Wood came to the Cubs from the Reds in exchange for Sean Marshall, but was unable to win a spot in the rotation out of camp. Rather than move him to the bullpen, the Cubs sent him to Triple-A, where he put up really pedestrian numbers: 3-3 with a 4.57 ERA and a 1.42 WHIP, though he did sport a decent 8.5 K/9. He made a spot start in place of Garza, headed back to Triple-A, then was recalled for good on May 22. His first start in the rotation was passable, but his second effort was a mess as he recorded as many home runs (four) as he did strike outs. His overall May line was largely uninspiring, but June has been far better.

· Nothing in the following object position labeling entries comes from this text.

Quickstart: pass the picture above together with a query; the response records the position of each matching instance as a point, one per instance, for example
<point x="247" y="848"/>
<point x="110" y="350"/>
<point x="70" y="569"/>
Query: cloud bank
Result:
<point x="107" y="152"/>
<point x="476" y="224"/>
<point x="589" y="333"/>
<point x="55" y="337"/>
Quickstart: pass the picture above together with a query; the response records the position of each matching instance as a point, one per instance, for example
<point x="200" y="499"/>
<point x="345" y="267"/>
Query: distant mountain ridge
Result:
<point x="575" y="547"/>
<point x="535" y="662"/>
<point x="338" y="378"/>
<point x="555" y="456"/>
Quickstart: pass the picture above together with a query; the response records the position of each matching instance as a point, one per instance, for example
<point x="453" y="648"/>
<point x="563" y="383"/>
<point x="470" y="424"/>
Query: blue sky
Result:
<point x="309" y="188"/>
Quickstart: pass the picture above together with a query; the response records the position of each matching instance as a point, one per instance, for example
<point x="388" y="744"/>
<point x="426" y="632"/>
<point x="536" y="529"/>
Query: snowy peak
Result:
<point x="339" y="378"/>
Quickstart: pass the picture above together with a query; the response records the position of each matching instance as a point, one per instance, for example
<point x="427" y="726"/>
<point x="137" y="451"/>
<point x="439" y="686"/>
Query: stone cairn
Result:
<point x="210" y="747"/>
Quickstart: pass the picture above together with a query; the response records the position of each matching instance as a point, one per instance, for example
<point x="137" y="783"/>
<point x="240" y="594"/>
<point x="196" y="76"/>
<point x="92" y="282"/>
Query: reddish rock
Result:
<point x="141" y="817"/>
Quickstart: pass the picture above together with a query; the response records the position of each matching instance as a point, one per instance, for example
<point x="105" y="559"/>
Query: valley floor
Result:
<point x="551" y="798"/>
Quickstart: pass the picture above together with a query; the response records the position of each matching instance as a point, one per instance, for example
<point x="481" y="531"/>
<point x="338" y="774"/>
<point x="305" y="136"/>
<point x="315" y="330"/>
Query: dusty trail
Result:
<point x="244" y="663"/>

In his five starts so far this month, Wood has failed to record a quality start just once, when he scuffled a bit against the Twins. Even then, Wood gave up only three runs, but failed to reach the required six innings. The biggest difference in Wood’s recent performance is that he seems to have solved his home run issues. Where he allowed six homers in three May starts, he’s allowed just one in his five starts so far this month. His WHIP has remained the same at 1.20, but his ERA has fallen from 5.94 at the end of May to 3.54 at present.
Those good marks do bring up an important point: His overall line scares the heck out of me. The numbers aren’t bad, but his peripherals are just horrid. A 1.20 WHIP is plenty good for an SP3, but when it comes with a 3.72 BB/9 and a 27 percent line drive rate, I’m suddenly far less interested. Similarly, his 3.54 ERA is good enough to be rostered in most leagues, but his FIP is nearly a run-and-a-half higher at 4.92. Fortunately, those secondary metrics are still picking up his ungood May performance. So far this month, his strikeouts are up, his walks are down, his FIP is down to a much more sustainable 3.37, and while he’s still giving up far too many line drives to take the next step forward, he isn’t leaving quite so many hanging pitches up in the zone to be deposited onto Waveland Ave.
Wood isn’t headed for fantasy greatness. There’s just a few things that would need to change about his profile in order for me to be really excited about him, but they’re sort of big things like “don’t walk so many hitters” and “find a way to miss more bats with your slider.” He won’t make Cubs fans forget Garza or Dempster when they’re inevitably dealt, but when Jhouyls Chacin is still owned in 16 percent of Yahoo! leagues, there are clearly some rosters out there that would do better with Wood’s addition at the expense of an underperforming piece. At 25, I see no reason he won’t continue to improve at least incrementally as he adjusts to the majors, and while I don’t think he’ll ever be a high draft pick or a sought-after trade piece, being a decent arm off the waiver wire isn’t the worst fate in the world.